What’s the best session you saw at HIMSS? Leave a comment or email me.
Email Dr. Jayne.
It would be great to know about healthcare costs and outcomes in China, India and Norway, to learn how the various care models impact both. As we continue to innovate and inroduce technology, there needs to be accountability. .
Re the Kaiser Permanente medical school: I think it makes a lot of sense for them to train physicians in how Permanente medicine works. (The Permanente Medical Groups are the for-profit physician partnerships that pair with the Kaiser Health Plans in various regions.) The KP group practice model is a different beast. They also have a mature and well-supported Epic implementation that hits most of the notes you mentioned from the Judy Faulkner interview. Epic was first installed in KP’s Northwest Region (Portland, and southern Washington State) many years ago so KP had a chance to learn the right way to approach their large scale Epic implementation. They did have physicians training physicians and it was hard to find the right people to do that work. A number of older physicians retired rather than learn the new way of doing things.
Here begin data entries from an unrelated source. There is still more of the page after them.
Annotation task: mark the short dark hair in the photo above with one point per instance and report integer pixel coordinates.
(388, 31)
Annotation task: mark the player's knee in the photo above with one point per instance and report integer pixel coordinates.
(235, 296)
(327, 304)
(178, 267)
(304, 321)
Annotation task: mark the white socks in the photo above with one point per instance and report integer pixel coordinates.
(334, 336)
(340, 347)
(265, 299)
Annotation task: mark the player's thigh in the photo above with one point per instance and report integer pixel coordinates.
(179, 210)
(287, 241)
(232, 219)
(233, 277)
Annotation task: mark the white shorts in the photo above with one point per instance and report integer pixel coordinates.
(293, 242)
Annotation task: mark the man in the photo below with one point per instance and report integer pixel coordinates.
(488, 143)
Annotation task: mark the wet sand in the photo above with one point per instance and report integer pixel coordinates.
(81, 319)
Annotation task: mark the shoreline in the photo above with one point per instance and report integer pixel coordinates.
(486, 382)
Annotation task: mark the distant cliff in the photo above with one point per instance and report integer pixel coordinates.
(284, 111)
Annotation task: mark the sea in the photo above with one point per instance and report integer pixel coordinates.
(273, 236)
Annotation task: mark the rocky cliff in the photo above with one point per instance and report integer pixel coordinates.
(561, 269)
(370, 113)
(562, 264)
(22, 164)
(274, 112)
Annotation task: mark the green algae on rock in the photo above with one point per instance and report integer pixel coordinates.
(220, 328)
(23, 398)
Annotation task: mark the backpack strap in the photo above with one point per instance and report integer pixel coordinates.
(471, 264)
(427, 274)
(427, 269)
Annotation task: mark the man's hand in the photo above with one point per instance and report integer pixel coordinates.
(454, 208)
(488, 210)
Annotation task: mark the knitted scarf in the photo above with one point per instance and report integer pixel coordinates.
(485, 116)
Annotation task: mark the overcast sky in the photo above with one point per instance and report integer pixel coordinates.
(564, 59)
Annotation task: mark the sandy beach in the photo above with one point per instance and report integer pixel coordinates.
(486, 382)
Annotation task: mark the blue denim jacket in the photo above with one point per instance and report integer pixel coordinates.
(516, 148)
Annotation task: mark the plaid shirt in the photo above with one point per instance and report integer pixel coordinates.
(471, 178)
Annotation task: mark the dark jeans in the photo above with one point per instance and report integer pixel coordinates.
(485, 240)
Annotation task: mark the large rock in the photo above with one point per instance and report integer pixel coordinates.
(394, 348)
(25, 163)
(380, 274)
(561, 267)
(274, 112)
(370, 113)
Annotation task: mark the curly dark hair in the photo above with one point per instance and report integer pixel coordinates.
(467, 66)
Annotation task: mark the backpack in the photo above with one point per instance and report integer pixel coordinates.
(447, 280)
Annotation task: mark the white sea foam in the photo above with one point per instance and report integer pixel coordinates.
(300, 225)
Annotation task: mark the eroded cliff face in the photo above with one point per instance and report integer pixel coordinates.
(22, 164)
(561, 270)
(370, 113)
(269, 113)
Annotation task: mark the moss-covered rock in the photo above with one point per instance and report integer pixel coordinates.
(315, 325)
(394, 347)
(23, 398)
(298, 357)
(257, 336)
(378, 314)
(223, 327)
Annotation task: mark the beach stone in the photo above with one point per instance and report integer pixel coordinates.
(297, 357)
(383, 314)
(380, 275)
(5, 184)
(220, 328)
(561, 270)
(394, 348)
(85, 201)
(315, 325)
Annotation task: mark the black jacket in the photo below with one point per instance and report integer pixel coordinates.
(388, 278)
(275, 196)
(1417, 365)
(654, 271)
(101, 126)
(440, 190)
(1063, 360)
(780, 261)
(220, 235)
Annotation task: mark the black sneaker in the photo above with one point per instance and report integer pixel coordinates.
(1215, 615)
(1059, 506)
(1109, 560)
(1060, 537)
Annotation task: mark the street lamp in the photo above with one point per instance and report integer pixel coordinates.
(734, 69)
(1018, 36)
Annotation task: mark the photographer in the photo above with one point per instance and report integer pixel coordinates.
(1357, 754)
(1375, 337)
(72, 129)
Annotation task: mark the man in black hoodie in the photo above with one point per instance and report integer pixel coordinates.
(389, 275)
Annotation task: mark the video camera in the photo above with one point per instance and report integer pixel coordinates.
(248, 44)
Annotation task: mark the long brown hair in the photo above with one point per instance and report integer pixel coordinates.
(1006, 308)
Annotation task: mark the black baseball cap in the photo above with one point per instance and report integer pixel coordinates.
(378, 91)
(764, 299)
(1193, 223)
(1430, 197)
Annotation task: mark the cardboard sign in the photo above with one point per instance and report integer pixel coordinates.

They do standardize order sets on a facility and regional basis just like they control their formulary and the kinds of equipment and surgical supplies and implants they buy. They are able to do high volume medicine with good quality because of the ‘systemness’ of how they approach things and the fact that most of their physicians don’t fight it. As they grow their own physicians they reinforce that process. Dr. Jayne, you’d find it an interesting place to work if you had a chance to consult with them. Keep up the good work.